An aspect about the Idea Exchange that I have enjoyed is that each branch is different. Each has it’s own unique style and I love that they are located in many different areas of Cambridge. They’ve done a great job of giving people in this town a place to be.

The staff behind the counter is smiling and not sternly shushing you as they did in days of our youth. There are computers available at all the branches for research, or even to play games and connect with the outside world. The Idea Exchange locations are all wifi enabled so you can use your smartphone, laptops or tablets to connect as well.

Special events and programs

The Idea Exchange has done a lot in recent years to really engage with the community. They have partnered with organizations to bring in speaking series, gallery works, workshops and special programming during holidays and over March Break. In the past I’ve participated in knitting circles, craft days and gallery showings. It’s not just about the books anymore. It’s truly a place for people to come and get inspired.

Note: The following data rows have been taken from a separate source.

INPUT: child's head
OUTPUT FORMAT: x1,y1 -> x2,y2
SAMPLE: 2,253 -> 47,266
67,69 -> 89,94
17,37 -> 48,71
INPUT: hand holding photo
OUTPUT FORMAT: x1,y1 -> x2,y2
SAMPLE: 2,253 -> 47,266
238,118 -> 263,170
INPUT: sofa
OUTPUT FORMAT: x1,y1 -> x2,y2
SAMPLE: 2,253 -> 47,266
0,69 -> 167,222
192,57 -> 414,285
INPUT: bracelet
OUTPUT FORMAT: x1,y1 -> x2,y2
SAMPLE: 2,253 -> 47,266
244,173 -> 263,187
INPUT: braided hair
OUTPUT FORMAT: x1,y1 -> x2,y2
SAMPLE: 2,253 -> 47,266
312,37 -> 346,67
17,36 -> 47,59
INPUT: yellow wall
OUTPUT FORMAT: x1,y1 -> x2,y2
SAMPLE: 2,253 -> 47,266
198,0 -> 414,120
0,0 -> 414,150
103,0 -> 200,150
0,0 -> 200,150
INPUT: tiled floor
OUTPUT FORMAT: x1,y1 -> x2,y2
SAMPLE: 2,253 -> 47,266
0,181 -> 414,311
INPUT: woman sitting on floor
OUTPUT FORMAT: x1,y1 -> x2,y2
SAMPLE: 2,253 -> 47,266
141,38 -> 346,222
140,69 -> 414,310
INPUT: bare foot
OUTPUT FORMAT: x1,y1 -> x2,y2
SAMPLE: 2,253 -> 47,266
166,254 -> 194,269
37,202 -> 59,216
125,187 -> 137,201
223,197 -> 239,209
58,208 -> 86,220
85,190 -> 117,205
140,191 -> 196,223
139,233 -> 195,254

The future of the Idea Exchange

Old Post Office, Cambridge, Ontario, Idea Exchange, Library
The clock tower from the Old Post Office as seen in this 2014 image by Corina Harris will be preserved in the plans for the new Idea Exchange Location.

Having gone to a few of the planning meetings for the newest branch to be located in the Old Post Office on Water Street in Cambridge, I’m incredibly excited about all that they are going to be able to offer.

  • Makers space where children of all ages can explore their imaginations and build and create things.
  • A children’s area that will allow them to play and explore and participate in programs which book up completely in all the other locations.
  • A spot where you can download books or do research while sipping on a coffee overlooking the river.
  • I love that the basement will not only have space for presentations and speaking series but will have recording studios for all those in town that can’t afford to rent space elsewhere.

This new Idea Exchange will be bringing Cambridge into the new age of libraries and I love that it is going to give my daughter a space to grow up and be proud to be a part of. It truly is a meeting of old and new, in the architecture and the awesome programming being planned.

I would like to mention that no one is paying me to write this post. I promote the Idea Exchange because I truly believe in all the work that they do and where they are going in the future. Hopefully you can visit your local branch soon to find out for yourself just how wonderful the library can be.